Déplacer à ce point le focus sur le tragique destin de l'héroïne principale diminue d'autant la place dominante de celui qui peut être considéré comme le plus grand anti-héros du répertoire lyrique : Iago, qui est à l'origine de tous les maux dans cette histoire. Le cynisme de ce malfaisant personnage n'est pas incarné pleinement, par un manque de noirceur dans le jeu et la voix d'Igor Golovatenko. Son baryton clair-obscur domine pourtant le plateau assurément dans ses interventions par un instrument rond et bien appuyé techniquement, qui ne manque pas d'agilité (et même celle d'un chanteur rossinien). Rythmiquement en place, il entonne sa chanson à boire avec précision et aisance. Il est sonore et éloquent dans son émission vocale et dans la prononciation de l'italien, composant vocalement un personnage plus complexe.
Le ténor romain Alessandro Liberatore est un Cassio manipulé, implorant l'aide de la bien-aimée du vaillant Général mauresque pour réparer son déshonneur militaire, d'une voix claire et vibrée, soutenue par une articulation nette et un phrasé soigné. Le volume tend cependant à mincir dans les aigus où l'appareil se serre, à la différence de son assise médiane, beaucoup plus naturelle et aisée. Dans les rôles secondaires, Manuela Custer incarne Emilia par un mezzo svelte et métallique, explorant les deux extrémités de sa ligne, surtout les aigus, perçants mais acerbes. Roderigo (Matteo Mezzaro) épris de Desdemona est sonore mais fragile dans les aigus, tandis que Biagio Pizzuti (Montano) déploie pleinement son baryton sombre et nourri, tout comme Emanuele Cordaro, basse autoritaire au service de la haute autorité vénitienne (en tant qu'ambassadeur de Venise) à côté du Hérault étoffé par le baryton Francesco Esposito.

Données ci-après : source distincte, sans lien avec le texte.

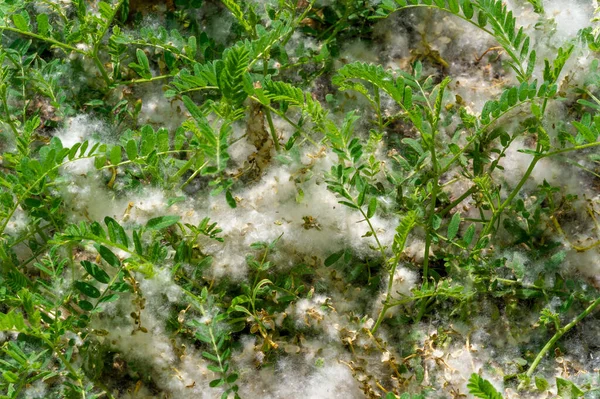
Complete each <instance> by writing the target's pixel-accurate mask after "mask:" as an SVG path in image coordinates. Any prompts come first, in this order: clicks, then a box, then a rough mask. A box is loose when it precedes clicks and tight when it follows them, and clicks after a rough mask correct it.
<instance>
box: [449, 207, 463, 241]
mask: <svg viewBox="0 0 600 399" xmlns="http://www.w3.org/2000/svg"><path fill="white" fill-rule="evenodd" d="M459 227H460V212H456V213H455V214H454V216H452V219H451V220H450V224H448V235H447V238H448V240H453V239H454V237H456V234H457V233H458V228H459Z"/></svg>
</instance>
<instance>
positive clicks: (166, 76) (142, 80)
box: [116, 75, 175, 86]
mask: <svg viewBox="0 0 600 399" xmlns="http://www.w3.org/2000/svg"><path fill="white" fill-rule="evenodd" d="M174 76H175V75H160V76H154V77H152V78H149V79H132V80H124V81H121V82H116V84H118V85H124V86H127V85H131V84H136V83H148V82H155V81H157V80H163V79H168V78H172V77H174Z"/></svg>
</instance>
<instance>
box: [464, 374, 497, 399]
mask: <svg viewBox="0 0 600 399" xmlns="http://www.w3.org/2000/svg"><path fill="white" fill-rule="evenodd" d="M467 388H469V393H470V394H471V395H473V396H475V397H476V398H481V399H502V395H500V393H498V391H496V388H494V386H493V385H492V384H491V383H490V382H489V381H488V380H485V379H483V378H481V377H480V376H479V375H477V374H475V373H473V374H471V378H469V383H468V384H467Z"/></svg>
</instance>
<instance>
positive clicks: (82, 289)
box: [75, 281, 100, 298]
mask: <svg viewBox="0 0 600 399" xmlns="http://www.w3.org/2000/svg"><path fill="white" fill-rule="evenodd" d="M75 288H77V290H78V291H79V292H81V293H82V294H83V295H86V296H89V297H90V298H100V290H98V288H96V287H94V286H93V285H91V284H90V283H86V282H84V281H75Z"/></svg>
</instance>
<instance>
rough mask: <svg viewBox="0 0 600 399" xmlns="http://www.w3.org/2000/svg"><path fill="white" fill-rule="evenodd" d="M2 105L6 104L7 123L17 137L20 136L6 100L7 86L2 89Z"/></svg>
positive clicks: (4, 108)
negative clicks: (6, 90)
mask: <svg viewBox="0 0 600 399" xmlns="http://www.w3.org/2000/svg"><path fill="white" fill-rule="evenodd" d="M2 105H4V112H6V123H8V125H9V126H10V129H11V130H12V131H13V133H14V135H15V139H16V138H18V137H19V131H18V130H17V127H16V126H15V123H14V122H13V120H12V118H11V117H10V111H9V110H8V102H7V101H6V87H3V90H2Z"/></svg>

Le Chœur du Teatro San Carlo impressionne par ses voix robustes et appuyées, préparé avec un grand soin par José Luis Basso. Militaires ou dans les fers, cette foule scande et commente le drame malgré les masques de protection et ils tonnent l'hymne Viva il Leon di San Marco! avec beaucoup de précision. Les choristes résonnent même depuis l'arrière-scène, en étant toujours éloquents dans la prosodie. Le chœur d'enfants est tout aussi précis et précieux dans son dégagement sonore, délicat et angélique, en complémentarité avec les adultes pour se prêter à un jeu mélodico-rythmique accompli entre les sections.
L'Orchestre dans la fosse joue sous la baguette de Michele Mariotti, grand connaisseur du répertoire verdien. Son approche privilégie la clarté des lignes, perceptibles malgré la construction d'un dense tissu sonore. L'accompagnement des airs lyriques est fin et tendre, avec un piano hautement expressif et doux. Les cuivres et les bois se distinguent dès les premières notes annonçant l'orage qui va bientôt inonder les vies des personnages malheureux. Mariotti tient fermement les rênes et les liens entre la fosse et le plateau, ne permettant aucun déraillement rythmique (ou autre) entre toutes les composantes musicales de ce spectacle imposant (chœur, orchestre et solistes).
Le public applaudit fortement les artistes à l'issue du spectacle, sans unanimité toutefois, en particulier concernant Jonas Kaufmann auquel sont adressées quelques huées bruyantes depuis l'auditoire napolitain.